How to properly access mapped memory without undefined behavior in C++

1.9k Views Asked by At

I've been trying to figure out how to access a mapped buffer from C++17 without invoking undefined behavior. For this example, I'll use a buffer returned by Vulkan's vkMapMemory.

So, according to N4659 (the final C++17 working draft), section [intro.object] (emphasis added):

The constructs in a C++ program create, destroy, refer to, access, and manipulate objects. An object is created by a definition (6.1), by a new-expression (8.3.4), when implicitly changing the active member of a union (12.3), or when a temporary object is created (7.4, 15.2).

These are, apparently, the only valid ways to create a C++ object.
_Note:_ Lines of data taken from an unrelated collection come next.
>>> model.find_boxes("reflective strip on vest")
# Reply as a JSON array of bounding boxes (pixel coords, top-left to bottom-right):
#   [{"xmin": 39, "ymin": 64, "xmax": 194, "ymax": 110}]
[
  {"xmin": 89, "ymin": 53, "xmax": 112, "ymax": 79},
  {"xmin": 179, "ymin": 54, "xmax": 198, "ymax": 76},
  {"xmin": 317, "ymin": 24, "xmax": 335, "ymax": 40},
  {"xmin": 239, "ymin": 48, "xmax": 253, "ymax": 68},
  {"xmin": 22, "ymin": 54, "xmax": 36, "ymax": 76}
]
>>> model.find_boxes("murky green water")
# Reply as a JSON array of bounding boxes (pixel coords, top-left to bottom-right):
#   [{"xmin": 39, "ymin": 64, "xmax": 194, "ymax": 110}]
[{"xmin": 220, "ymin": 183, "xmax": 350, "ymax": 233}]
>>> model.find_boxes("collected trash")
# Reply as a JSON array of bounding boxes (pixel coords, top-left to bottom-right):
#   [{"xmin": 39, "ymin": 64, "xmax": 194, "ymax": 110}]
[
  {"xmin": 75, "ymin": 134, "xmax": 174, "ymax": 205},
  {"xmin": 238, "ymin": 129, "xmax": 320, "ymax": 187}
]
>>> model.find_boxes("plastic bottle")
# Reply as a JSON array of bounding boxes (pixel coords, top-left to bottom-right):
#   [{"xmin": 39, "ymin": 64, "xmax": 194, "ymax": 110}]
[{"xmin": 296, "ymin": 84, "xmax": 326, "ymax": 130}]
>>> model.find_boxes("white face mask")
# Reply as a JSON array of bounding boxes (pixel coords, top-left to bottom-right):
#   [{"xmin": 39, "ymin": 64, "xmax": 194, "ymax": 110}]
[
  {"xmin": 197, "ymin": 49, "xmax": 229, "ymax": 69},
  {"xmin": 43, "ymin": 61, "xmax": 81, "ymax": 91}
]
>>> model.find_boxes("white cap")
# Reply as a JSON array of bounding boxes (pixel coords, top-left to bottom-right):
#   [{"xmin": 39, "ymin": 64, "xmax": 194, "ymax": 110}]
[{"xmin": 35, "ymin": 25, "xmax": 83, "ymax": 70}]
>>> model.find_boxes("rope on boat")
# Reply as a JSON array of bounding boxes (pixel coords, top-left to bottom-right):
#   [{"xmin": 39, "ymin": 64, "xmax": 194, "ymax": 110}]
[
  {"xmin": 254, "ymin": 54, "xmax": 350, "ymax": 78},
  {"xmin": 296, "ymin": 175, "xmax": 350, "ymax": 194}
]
So let's say we get a void* pointer to a mapped region of host-visible (and coherent) device memory (assuming, of course, that all the required arguments have valid values and the call succeeds, and the returned block of memory is of sufficient size and properly aligned):

void* ptr{};
vkMapMemory(device, memory, offset, size, flags, &ptr);
assert(ptr != nullptr);

Now, I wish to access this memory as a float array. The obvious thing to do would be to static_cast the pointer and go on my merry way as follows:

volatile float* float_array = static_cast<volatile float*>(ptr);

(The volatile is included since this is mapped as coherent memory, and thus may be written by the GPU at any point). However, a float array doesn't technically exist in that memory location, at least not in the sense of the quoted excerpt, and thus accessing the memory through such a pointer would be undefined behavior. Therefore, according to my understanding, I'm left with two options:

1. memcpy the data

It should always be possible to use a local buffer, cast it to std::byte* and memcpy the representation over to the mapped region. The GPU will interpret it as instructed in the shaders (in this case, as an array of 32-bit float) and thus problem solved. However, this requires extra memory and extra copies, so I would prefer to avoid this.
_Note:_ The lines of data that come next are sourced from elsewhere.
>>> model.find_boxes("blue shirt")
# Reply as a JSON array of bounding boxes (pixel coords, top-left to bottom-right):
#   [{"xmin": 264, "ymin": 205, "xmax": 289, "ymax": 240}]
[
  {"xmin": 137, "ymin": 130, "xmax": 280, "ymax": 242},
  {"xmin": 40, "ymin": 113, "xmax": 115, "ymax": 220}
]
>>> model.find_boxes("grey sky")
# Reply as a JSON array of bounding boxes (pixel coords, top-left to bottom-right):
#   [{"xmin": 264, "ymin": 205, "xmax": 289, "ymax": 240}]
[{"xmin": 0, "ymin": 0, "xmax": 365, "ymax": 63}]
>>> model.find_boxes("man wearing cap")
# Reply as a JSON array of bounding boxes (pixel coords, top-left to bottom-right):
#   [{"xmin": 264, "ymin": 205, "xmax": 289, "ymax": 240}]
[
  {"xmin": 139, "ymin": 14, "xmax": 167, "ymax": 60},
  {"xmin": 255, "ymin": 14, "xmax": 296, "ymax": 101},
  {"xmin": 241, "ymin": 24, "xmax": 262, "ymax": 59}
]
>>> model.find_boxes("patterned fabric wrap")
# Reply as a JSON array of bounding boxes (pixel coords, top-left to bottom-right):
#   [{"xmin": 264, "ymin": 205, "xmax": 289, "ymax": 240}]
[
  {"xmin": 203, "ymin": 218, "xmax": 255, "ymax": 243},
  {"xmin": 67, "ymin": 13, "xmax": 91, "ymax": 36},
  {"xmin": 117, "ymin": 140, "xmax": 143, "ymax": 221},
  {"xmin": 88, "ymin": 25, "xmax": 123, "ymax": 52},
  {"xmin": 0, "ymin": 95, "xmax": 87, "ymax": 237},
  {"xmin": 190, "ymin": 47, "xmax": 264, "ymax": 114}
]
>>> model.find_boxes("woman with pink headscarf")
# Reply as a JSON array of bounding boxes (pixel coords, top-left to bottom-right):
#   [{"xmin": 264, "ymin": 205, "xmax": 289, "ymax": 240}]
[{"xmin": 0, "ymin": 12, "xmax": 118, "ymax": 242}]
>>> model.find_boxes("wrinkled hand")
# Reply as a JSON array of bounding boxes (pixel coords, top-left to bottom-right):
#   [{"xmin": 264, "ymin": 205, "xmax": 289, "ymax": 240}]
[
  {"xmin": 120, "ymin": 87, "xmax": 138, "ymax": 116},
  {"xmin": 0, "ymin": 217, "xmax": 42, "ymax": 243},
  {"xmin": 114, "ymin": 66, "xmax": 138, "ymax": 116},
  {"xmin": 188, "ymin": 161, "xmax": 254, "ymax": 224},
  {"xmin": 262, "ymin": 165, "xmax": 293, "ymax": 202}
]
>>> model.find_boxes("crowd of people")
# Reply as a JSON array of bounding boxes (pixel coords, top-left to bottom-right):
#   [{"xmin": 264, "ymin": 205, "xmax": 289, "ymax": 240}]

2. placement-new the array

It appears that section [new.delete.placement] doesn't impose any restrictions on how the placement address is obtained (it need not be a safely-derived pointer regardless of the implementation's pointer safety). It should, therefore, be possible to create a valid float array via placement-new as follows:

volatile float* float_array = new (ptr) volatile float[sizeInFloats];

The pointer float_array should now be safe to access (within the bounds of the array, or one-past).


So, my questions are the following:

  1. Is the simple static_cast indeed undefined behavior?
  2. Is this placement-new usage well-defined?
  3. Is this technique applicable to similar situations, such as accessing memory-mapped hardware?

As a side note, I've never had an issue by simply casting the returned pointer, I'm just trying to figure out what the proper way to do this would be, according to the letter of the standard.

3

There are 3 best solutions below

1
On BEST ANSWER

Short answer

As per the Standard, everything involving hardware-mapped memory is undefined behavior since that concept does not exist for the abstract machine. You should refer to your implementation manual.


Long answer

Even though hardware-mapped memory is undefined behavior by the Standard, we can imagine any sane implementation providing some obeys common rules. Some constructs are then more undefined behavior than others (whatever that means).

Is the simple static_cast indeed undefined behavior?

volatile float* float_array = static_cast<volatile float*>(ptr);

Yes, this is undefined behavior and have been discussed many times on StackOverflow.

Is this placement-new usage well-defined?

volatile float* float_array = new (ptr) volatile float[N];

No, even though this looks well defined, this is implementation dependent. As it happens, operator ::new[] is allowed to reserve some overhead1, 2, and you cannot know how much unless you check your toolchain documentation. As a consequence, ::new (dst) T[N] requires an unknown amount of memory greater or equal to N*sizeof T and any dst you allocate might be too small, involving buffer overflow.

How to proceed, then?

A solution would be to manually build a sequence of floats:

auto p = static_cast<volatile float*>(ptr);
for (std::size_t n = 0 ; n < N; ++n) {
    ::new (p+n) volatile float;
}

Or equivalently, relying on the Standard Library:

#include <memory>
auto p = static_cast<volatile float*>(ptr);
std::uninitialized_default_construct(p, p+N);

This constructs contiguously N uninitialized volatile float objects at the memory pointed to by ptr. This means you must initialize those before reading them; reading an uninitialized object is undefined behavior.

Is this technique applicable to similar situations, such as accessing memory-mapped hardware?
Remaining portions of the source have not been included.